Gli ultimi, impressionanti, video deepfake di Veo3 (Google). Come è stato possibile realizzarli?

Questi processi richiedono una potenza di calcolo enorme. Mentre noi impieghiamo una frazione di secondo per vedere una scena, una rete neurale deve imparare a farlo da zero, addestrata su milioni di immagini. Per questo sono nate le reti neurali convoluzionali, ispirate alla nostra corteccia visiva.

Strutturate in strati gerarchici, analizzano prima linee e colori, poi forme, infine oggetti complessi. Un meccanismo che consente di riconoscere un volto in una folla, distinguere una zebra da un cavallo, o tracciare le mani in movimento di un ballerino.

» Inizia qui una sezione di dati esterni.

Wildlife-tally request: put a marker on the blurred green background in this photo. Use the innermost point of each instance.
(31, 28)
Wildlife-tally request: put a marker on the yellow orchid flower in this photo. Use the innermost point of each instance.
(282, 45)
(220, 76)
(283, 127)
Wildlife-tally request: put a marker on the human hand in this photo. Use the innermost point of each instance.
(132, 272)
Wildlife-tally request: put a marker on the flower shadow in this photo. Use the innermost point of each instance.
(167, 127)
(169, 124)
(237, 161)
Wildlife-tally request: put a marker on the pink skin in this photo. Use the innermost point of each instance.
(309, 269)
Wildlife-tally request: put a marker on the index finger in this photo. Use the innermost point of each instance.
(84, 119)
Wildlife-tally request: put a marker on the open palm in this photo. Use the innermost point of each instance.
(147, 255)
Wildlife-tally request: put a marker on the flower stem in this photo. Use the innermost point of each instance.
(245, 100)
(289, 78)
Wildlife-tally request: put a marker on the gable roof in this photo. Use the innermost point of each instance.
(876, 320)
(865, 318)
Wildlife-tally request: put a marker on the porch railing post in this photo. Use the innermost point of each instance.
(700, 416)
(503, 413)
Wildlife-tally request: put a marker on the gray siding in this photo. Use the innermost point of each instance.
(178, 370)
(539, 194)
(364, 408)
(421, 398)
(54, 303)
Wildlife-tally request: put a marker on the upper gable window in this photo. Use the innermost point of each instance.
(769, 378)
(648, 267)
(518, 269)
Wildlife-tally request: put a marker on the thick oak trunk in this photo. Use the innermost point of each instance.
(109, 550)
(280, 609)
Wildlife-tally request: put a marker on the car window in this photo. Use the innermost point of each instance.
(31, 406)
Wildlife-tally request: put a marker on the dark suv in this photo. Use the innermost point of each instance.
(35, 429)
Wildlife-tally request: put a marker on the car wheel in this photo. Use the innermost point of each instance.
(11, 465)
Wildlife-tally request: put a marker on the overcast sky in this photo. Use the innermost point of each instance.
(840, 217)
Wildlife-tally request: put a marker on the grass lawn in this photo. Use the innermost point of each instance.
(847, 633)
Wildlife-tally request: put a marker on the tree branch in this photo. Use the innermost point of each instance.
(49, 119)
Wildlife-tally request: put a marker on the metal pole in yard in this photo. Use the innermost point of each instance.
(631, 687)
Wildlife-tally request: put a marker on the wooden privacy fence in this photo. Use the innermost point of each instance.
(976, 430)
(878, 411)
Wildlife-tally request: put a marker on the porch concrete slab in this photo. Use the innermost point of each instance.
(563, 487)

“I ricercatori – scrivono gli autori – si sono ispirati al cervello umano per migliorare il deep learning. La nostra corteccia visiva utilizza molti neuroni corrispondenti alle tante sottoregioni ristrette (note come campi ricettivi) che si trovano all’interno di ciò che i nostri occhi vedono in qualunque momento. Questi campi ricettivi identificano caratteristiche base, come le forme, le linee, i colori o gli angoli. Questi rilevatori sono connessi alla neocorteccia, lo strato più esterno del nostro cervello. La neocorteccia immagazzina gerarchicamente le informazioni, elaborando gli output di questi campi ricettivi in una più complessa comprensione della scena”.

Come si costruisce un deepfake

Le stesse tecnologie che permettono alle auto di guidarsi da sole o a un iPhone di riconoscere un volto sono usate anche per creare i deepfake. Per realizzarne uno, si divide un video in migliaia di immagini. Su ognuna si individuano volto, mani, occhi e bocca. Poi si cambia il volto e si sincronizza la bocca con un audio falso. Il risultato è un video in cui una persona sembra dire o fare qualcosa che in realtà non è mai accaduto.

Alla base dei deepfake più sofisticati c’è una tecnologia chiamata Generative Adversarial Network (Gan), formata da due reti neurali in competizione: una genera contenuti, l’altra li valuta. È una sfida continua: il falsificatore migliora per ingannare il rilevatore, che a sua volta si raffina per smascherare l’inganno. Il processo può essere ripetuto milioni di volte, finché il video prodotto non risulta indistinguibile da uno reale.